Induction effect of platelet-activating factor on Src-suppressed C kinase substrate gene expression in rat pulmonary microvascular endothelial cells

Abstract

To investigate the effect of platelet-activating factor (PAF) on the production of Src-suppressed C kinase substrate (SSeCKS) mRNA in rat pulmonary microvascular endothelial cell (RPMVEC) and its signal transduction pathways. Cellular in situ hybridization was performed to reveal changes in SSeCKS mRNA expression in the cultured RPMVECs after giving PAF stimulation. Normal RPMVECs expressed SSeCKS mRNA at a low level, which appeared throughout the cytoplasm with specific hybridization signals. 1.5 hours of 10(-10), 10(-9), 10(-8), 10(-7) mol/L PAF incubation induced a progressive increase in SSeCKS mRNA expression. When compared to the normal control group each difference had statistical significance (0.054 9 + or - 0.000 7, 0.059 9 + or - 0.001 8, 0.069 0 + or - 0.001 8, 0.075 4 + or - 0.001 9 vs. 0.036 8 + or - 0.003 7, respectively, all P<0.05).

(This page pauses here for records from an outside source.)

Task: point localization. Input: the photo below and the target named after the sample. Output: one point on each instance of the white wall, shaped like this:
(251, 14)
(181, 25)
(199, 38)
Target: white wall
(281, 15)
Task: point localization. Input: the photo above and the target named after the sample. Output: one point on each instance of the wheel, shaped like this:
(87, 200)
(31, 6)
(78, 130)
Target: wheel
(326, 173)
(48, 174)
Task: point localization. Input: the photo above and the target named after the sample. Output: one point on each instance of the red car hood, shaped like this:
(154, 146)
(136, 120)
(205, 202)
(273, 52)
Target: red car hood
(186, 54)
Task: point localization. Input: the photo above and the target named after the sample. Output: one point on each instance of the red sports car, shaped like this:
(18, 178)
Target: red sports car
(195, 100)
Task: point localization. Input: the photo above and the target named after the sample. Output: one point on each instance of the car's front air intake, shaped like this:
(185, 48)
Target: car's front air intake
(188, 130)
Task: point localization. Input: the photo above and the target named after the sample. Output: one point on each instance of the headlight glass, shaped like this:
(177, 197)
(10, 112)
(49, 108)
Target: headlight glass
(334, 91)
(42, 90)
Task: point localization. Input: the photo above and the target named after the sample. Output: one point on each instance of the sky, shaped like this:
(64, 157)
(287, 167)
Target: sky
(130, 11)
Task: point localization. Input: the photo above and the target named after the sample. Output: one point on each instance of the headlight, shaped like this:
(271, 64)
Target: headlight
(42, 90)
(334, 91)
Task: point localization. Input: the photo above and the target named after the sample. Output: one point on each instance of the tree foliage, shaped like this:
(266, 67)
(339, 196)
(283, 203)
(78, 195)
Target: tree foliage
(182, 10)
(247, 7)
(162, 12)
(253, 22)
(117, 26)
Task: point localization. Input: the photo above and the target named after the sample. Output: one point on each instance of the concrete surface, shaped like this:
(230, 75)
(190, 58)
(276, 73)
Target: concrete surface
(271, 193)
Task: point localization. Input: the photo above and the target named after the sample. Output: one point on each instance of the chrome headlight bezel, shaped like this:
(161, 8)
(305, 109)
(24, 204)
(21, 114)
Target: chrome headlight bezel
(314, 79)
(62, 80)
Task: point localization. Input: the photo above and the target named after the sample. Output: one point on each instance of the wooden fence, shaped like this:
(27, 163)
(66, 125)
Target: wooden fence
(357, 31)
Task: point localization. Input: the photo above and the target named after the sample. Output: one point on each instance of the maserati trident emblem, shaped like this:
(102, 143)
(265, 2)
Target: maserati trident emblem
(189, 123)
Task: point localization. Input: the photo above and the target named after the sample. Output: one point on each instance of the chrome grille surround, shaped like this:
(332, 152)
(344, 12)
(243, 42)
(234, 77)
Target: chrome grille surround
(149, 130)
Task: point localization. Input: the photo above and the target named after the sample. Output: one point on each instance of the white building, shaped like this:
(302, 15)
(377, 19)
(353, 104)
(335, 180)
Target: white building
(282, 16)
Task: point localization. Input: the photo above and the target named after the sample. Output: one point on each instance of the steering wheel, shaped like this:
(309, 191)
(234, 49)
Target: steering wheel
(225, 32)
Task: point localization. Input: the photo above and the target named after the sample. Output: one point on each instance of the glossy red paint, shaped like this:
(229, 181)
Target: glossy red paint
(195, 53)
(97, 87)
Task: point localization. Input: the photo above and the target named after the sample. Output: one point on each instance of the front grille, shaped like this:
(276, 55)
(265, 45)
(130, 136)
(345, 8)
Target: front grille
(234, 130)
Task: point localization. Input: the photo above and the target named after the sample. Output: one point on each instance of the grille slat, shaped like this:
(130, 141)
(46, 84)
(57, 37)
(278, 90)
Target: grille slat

Within 0.5, 1.5, 3, 6, 12, 24 hours of 10(-7) mol/L PAF challenge, the level of SSeCKS mRNA expression raised at 0.5 hour markedly (0.071 0 + or - 0.001 5), peaked at 1.5 hours (0.075 6 + or - 0.001 7), then began to decline gradually, and still persisted at a higher level than the normal control group until 24 hours (0.043 9 + or - 0.001 0 vs. 0.038 2 + or - 0.004 1, all P<0.05). Pre-incubation of 10 micromol/L pyrrolidine dithiocarbamate (PDTC) that inhibits activity of nuclear factor-KappaB (NF-KappaB) in RPMVECs caused a conspicuous attenuation of PAF-induced SSeCKS mRNA expression (0.049 7 + or - 0.003 2 vs. 0.071 9 + or - 0.001 9, P<0.05), whereas no change of PAF-induced effect was found by pretreatment of protein kinase C (PKC) inhibitor bis-indolylmaleimide (BIM, 0.069 7 + or - 0.002 1 vs. 0.071 9 + or - 0.001 9, P>0.05). PAF can up regulate the expression of SSeCKS mRNA in a dose- and time-dependent manner in RPMVECs. It is NF-KappaB rather than PKC signal pathway that is involved in modulation of the intracellular signaling process.